Bern was educated at the American Academy of Dramatic Arts in New York City, and started working in film as an editor, then as a screenwriter and director in 1920. He wrote and directed several films in the early 1920s before joining MGM studios as production assistant and Thalberg’s story consultant. Berg was also instrumental in bringing Harlow to MGM, and helping to advance her career as she moved from small roles as an attractive background character, to starring roles in comedies and dramas. Around the MGM studio, Bern was known as the “father confessor,” the man sought out for advice by people in trouble or looking for sage advice.

But it was a surprise in the summer of 1932, even in Hollywood, when the 42-year-old Bern married the 21-year-old Harlow. She was the “Platinum Blonde,” the smoldering embodiment of screen sexuality. Bern, though talented and successful, was quiet, studious, bookish and almost mousy in appearance, in addition to being twice Harlow’s age. The questions about their marriage were quickly replaced by more serious, tragic questions. Two months after they were married, Bern was found dead in their Beverly Hills home, lying nude on the floor of Harlow’s upstairs bedroom, shot once in the head with a .38-caliber pistol, an apparent suicide. After a butler discovered Bern’s body, the first phone calls he made were to MGM studio chief Louis B. Mayer and Thalberg, who arrived at the scene, looking for anything that might be harmful to either the studio or Harlow’s career. Mayer found Bern’s suicide note and stuffed it in his pocket, but he was convinced later to turn it over to the police. The note didn’t provide much information as to why Bern might take his own life: “Dearest Dear, Unfortunately this is the only way to make good the frightful wrong I have done you and to wipe out my abject humiliation. I love you, Paul. You understand that last night was only a comedy.”

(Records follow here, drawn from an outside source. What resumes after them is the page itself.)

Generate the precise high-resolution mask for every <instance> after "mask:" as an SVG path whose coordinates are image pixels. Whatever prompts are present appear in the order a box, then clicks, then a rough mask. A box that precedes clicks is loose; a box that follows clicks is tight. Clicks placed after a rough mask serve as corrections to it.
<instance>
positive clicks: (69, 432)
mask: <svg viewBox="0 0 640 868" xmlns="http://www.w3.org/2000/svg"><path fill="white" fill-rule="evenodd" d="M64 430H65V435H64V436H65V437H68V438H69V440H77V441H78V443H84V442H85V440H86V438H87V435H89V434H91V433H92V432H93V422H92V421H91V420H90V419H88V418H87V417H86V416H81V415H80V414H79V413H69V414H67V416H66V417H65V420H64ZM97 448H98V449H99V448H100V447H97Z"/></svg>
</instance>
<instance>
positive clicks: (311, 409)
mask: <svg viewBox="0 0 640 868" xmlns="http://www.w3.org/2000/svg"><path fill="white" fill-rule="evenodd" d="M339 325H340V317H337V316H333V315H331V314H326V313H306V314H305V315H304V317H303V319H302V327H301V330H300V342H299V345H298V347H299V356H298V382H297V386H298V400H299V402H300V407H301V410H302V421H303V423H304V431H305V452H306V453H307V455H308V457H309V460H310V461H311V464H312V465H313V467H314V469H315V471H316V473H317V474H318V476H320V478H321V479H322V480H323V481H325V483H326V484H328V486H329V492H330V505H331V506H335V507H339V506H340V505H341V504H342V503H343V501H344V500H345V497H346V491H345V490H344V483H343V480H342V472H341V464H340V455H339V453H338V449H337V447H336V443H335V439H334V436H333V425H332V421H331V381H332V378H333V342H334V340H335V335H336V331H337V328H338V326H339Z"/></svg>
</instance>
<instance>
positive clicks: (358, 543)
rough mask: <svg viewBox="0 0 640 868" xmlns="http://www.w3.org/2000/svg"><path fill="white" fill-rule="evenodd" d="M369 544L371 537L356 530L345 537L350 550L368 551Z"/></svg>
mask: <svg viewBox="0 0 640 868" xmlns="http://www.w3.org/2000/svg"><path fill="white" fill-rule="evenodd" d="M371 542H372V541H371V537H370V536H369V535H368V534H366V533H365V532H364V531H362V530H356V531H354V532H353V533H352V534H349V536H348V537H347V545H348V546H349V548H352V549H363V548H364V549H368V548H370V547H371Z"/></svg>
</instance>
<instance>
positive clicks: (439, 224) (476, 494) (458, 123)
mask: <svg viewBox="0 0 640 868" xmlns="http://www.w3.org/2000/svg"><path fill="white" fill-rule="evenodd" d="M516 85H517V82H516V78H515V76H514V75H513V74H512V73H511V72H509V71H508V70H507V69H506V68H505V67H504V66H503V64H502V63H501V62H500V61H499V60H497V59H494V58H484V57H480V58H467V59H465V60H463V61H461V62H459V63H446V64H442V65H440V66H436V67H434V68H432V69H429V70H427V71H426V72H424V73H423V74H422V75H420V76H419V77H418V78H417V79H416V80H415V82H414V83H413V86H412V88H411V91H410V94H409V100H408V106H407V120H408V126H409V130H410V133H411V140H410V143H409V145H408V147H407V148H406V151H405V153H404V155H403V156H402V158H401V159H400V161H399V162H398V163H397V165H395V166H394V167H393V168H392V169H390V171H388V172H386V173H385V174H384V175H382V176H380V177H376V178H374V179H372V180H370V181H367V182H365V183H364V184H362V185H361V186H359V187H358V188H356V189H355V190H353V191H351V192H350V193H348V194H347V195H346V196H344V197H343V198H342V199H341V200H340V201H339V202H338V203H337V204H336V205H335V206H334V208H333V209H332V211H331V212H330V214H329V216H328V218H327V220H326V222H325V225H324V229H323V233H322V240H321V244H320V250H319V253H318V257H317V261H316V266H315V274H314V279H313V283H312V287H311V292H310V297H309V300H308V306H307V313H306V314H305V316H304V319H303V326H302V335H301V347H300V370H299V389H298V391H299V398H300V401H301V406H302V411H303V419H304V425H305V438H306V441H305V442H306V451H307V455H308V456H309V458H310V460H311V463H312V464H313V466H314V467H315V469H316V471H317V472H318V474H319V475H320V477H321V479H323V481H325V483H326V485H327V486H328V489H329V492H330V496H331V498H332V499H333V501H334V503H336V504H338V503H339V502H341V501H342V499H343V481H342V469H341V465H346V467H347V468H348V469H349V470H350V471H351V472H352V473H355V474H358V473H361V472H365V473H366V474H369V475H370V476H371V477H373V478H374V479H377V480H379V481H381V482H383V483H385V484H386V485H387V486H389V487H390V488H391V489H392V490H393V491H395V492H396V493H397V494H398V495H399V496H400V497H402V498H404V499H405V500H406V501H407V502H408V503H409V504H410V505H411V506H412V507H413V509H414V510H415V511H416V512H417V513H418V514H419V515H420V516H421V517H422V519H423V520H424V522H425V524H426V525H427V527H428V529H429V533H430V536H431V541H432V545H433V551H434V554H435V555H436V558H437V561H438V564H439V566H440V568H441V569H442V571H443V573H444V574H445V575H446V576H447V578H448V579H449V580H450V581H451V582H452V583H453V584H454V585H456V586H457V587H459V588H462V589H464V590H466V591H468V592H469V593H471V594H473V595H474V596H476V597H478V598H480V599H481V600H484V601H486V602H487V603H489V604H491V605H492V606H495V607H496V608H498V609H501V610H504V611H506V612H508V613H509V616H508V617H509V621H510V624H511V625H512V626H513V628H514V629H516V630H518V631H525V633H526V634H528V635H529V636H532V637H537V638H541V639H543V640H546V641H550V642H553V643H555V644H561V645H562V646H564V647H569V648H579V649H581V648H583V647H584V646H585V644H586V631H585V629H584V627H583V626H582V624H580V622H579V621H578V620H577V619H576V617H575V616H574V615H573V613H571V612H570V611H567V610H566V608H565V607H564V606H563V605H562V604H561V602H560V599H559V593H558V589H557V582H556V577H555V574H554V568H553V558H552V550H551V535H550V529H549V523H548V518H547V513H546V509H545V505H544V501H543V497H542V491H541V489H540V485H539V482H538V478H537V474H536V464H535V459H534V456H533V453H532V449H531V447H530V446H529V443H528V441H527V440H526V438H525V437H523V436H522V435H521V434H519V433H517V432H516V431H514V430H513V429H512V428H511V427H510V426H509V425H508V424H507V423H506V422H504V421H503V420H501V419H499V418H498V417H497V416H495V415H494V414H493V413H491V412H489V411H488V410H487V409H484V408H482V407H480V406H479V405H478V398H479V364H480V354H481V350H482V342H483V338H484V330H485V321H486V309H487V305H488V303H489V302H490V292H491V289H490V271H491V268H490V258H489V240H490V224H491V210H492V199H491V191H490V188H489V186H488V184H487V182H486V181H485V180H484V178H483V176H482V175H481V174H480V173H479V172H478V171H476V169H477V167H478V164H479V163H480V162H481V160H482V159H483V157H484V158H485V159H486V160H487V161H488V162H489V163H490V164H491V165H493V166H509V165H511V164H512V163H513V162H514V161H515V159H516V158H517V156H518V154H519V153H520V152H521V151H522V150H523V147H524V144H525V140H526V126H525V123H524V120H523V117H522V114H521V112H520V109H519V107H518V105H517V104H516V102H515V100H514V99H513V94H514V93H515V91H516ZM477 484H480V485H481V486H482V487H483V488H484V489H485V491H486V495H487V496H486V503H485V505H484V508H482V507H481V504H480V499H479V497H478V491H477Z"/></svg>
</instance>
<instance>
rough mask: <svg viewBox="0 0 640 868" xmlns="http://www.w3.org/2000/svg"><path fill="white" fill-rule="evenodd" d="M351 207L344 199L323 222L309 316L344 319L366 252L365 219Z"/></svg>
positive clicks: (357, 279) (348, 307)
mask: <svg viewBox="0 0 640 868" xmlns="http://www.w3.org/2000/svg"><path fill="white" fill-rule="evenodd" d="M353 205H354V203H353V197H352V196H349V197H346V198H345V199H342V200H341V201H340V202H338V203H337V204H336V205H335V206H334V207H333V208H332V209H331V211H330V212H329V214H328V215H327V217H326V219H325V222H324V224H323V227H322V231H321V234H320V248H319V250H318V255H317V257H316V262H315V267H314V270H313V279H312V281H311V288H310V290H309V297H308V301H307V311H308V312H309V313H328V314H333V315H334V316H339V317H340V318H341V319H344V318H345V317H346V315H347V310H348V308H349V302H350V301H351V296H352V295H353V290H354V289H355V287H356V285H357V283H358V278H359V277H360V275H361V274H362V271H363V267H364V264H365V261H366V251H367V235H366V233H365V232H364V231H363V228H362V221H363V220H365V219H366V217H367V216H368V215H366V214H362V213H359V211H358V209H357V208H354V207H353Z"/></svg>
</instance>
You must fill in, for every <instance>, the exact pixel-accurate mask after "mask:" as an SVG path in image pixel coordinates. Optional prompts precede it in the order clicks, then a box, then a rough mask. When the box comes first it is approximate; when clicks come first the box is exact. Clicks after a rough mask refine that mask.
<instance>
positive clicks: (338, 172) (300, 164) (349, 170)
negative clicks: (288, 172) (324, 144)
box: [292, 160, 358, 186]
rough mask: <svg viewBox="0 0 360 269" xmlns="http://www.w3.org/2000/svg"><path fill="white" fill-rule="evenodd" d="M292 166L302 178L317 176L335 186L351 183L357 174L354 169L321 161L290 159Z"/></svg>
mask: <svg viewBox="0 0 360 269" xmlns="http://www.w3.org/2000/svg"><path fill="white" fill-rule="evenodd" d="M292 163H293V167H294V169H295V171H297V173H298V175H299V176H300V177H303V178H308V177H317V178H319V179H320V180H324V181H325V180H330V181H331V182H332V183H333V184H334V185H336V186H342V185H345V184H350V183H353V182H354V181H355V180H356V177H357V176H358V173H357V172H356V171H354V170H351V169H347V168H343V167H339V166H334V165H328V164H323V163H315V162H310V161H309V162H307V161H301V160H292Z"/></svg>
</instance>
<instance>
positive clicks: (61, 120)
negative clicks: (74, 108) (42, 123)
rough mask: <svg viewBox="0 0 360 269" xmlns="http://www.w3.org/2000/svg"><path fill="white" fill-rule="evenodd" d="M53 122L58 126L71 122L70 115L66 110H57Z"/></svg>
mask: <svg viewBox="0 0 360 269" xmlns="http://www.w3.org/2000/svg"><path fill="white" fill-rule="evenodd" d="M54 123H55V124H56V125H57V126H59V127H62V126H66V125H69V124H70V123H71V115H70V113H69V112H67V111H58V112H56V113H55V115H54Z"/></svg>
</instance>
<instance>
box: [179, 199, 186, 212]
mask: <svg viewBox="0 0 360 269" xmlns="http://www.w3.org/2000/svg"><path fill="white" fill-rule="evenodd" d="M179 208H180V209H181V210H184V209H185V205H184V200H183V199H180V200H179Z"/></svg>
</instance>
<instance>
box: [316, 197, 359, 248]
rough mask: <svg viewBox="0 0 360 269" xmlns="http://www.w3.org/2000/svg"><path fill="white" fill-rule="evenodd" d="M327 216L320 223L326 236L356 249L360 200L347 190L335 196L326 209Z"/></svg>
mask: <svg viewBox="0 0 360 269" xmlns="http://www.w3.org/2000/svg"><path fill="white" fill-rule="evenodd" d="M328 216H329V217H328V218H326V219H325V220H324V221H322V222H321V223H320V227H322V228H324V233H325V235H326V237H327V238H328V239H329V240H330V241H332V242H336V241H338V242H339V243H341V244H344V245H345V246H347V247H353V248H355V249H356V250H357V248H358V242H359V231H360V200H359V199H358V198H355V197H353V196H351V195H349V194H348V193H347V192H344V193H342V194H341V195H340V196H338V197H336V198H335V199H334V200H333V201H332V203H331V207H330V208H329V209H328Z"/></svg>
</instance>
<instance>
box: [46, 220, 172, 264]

Initially, the stories surrounding Bern’s suicide pointed to several possible causes for his action -– he was deeply in debt, he and Harlow had argued about her domineering mother, or he was concerned about the discovery of his first wife, who was mentally ill and living in a sanatorium in northern California. But the story that eventually came out was that Bern was impotent, and was unable to consummate their marriage. He had mistakenly hoped that Harlow, the screen sex goddess, could help him, but she could not. Less than five years later, Harlow was also dead.

According to Hollywood legend, the ghosts of Bern and Harlow still haunt the house where he killed himself. Subsequent owners of the property near Benedict Canyon Drive, about three miles north of Sunset Boulevard, have reported hearing the sound of a gunshot and a body falling in the upstairs bedroom, and the voice of a woman crying. In one notable incident, after the house was purchased in 1966 by hairstylist Jay Sebring, actress Sharon Tate was house-sitting when she thought she heard an intruder. She saw the image of a man who looked like Bern in the upstairs bedroom, running around and cursing, while blood spurted from a wound in his head. As Tate ran back downstairs, she saw the image of Sebring tied to the railing of the stairs, his throat slashed.

Three years later, in a house less than a mile away, Tate and Sebring were murdered by the followers of Charles Manson. Sebring and Tate were tied together, and Sebring’s throat was slashed.

Paul Bern was born Paul Levy on Dec. 3, 1889, in Wandsbek, Germany. He died Sept. 5, 1932, in Beverly Hills, CA.